I recently had a conversation with Shame, a part of me that hides in the shadows of my soul. She said:
Stop being a weakling.
Stop trying to walk a narrow line.
Stop being politically correct.
I’m so sick of hiding in the shadows.
I’m so sick of being ashamed.”
You know, my friends all think it’s his fault, when I talk about the abuse in my first marriage.
But I know.
I know that I stayed.
That I wimped out.
That I should have left the first time. When he hit me across the face and then said, “I was raising my hand to cover your mouth and you moved your head into my hand.”
I should have left the next time. When he threw me up the stairs, then blocked the door with his chair so I couldn’t leave.
I should have left so many other times.
When I said something he didn’t like. When I expressed my own opinions and was belittled for it. When chairs flew across the room because I had dreams for myself that didn’t include serving him.
But I was afraid. And ashamed.
How could I love someone, have children with someone, who was so disrespectful of me?
There must be something wrong with me.
I so wanted it to work. For things to change. Sometimes it was months between physical outbursts. But the emotional and verbal abuse was ongoing.
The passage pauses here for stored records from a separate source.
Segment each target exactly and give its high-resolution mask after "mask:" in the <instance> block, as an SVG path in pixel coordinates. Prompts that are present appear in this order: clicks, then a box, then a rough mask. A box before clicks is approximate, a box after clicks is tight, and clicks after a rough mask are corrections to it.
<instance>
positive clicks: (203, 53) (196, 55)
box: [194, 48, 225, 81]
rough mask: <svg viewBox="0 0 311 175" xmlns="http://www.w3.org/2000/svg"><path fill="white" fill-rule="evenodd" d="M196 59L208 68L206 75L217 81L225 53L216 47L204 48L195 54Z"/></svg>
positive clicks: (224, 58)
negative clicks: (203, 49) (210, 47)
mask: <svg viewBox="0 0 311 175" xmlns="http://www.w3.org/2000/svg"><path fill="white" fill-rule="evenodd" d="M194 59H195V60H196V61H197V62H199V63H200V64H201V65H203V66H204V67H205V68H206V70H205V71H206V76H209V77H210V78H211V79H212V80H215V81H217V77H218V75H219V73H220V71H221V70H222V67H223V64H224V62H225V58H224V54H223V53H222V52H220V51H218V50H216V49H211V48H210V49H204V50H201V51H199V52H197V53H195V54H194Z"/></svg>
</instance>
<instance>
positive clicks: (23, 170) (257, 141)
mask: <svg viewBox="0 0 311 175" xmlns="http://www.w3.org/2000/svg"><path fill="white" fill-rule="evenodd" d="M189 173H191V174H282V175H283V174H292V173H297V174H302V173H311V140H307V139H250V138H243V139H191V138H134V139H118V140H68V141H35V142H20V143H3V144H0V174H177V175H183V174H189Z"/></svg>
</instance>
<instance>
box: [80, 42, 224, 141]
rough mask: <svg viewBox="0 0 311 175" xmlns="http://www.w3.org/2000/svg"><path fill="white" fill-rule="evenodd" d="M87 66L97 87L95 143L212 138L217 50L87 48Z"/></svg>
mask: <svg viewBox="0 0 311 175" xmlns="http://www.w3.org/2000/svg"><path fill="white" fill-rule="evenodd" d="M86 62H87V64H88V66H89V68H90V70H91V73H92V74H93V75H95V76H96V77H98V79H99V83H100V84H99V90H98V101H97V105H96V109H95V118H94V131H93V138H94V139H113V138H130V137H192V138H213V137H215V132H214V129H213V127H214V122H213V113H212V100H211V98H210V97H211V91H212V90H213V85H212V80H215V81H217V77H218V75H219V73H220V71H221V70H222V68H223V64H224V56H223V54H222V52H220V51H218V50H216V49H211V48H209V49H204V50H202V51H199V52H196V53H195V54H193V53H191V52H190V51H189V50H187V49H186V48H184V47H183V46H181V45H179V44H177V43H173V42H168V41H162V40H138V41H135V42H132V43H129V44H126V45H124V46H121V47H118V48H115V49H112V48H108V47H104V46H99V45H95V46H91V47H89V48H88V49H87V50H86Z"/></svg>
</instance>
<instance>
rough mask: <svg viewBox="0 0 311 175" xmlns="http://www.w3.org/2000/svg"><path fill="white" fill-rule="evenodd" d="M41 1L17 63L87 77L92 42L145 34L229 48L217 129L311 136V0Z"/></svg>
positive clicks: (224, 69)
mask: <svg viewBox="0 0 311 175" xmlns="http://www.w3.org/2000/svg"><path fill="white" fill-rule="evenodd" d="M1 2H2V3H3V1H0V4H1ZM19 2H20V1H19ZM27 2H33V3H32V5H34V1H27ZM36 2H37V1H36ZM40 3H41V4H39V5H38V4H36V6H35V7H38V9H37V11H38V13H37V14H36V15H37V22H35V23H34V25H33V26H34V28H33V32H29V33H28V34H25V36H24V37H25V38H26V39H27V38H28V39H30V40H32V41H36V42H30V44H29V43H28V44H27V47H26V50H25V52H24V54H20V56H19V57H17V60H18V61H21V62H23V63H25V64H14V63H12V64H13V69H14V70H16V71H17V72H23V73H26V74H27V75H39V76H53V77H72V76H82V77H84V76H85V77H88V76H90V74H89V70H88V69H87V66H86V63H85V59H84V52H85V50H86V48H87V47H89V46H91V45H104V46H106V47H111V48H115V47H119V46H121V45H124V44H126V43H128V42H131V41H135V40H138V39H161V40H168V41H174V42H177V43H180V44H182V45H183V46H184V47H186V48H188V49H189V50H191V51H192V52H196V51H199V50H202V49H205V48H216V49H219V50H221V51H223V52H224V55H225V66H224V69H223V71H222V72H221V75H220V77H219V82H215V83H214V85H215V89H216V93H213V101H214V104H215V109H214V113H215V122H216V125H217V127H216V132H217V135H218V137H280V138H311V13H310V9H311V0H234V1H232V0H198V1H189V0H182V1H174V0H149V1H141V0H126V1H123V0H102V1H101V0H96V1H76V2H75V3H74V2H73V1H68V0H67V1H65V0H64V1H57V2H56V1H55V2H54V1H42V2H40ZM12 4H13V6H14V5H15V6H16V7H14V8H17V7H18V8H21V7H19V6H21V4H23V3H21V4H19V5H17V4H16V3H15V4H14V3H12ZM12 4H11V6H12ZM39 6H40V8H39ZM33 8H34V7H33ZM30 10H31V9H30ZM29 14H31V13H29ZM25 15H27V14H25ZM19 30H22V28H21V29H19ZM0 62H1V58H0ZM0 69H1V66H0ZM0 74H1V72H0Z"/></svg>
I put up with it because I was afraid to rock the boat. Afraid I couldn’t survive in the world without him.
And then I left.
And the world went on.
Now I know.
I am stronger than I ever thought I could be. I’m incredibly good at making money. I’ve got a mission that is bigger than my ego recognizes.
I will take a stand.
I am powerful.
I am wise.
I am committed.
I am visionary.
And if that makes me a Nasty Woman, so be it. I wear that badge with honor.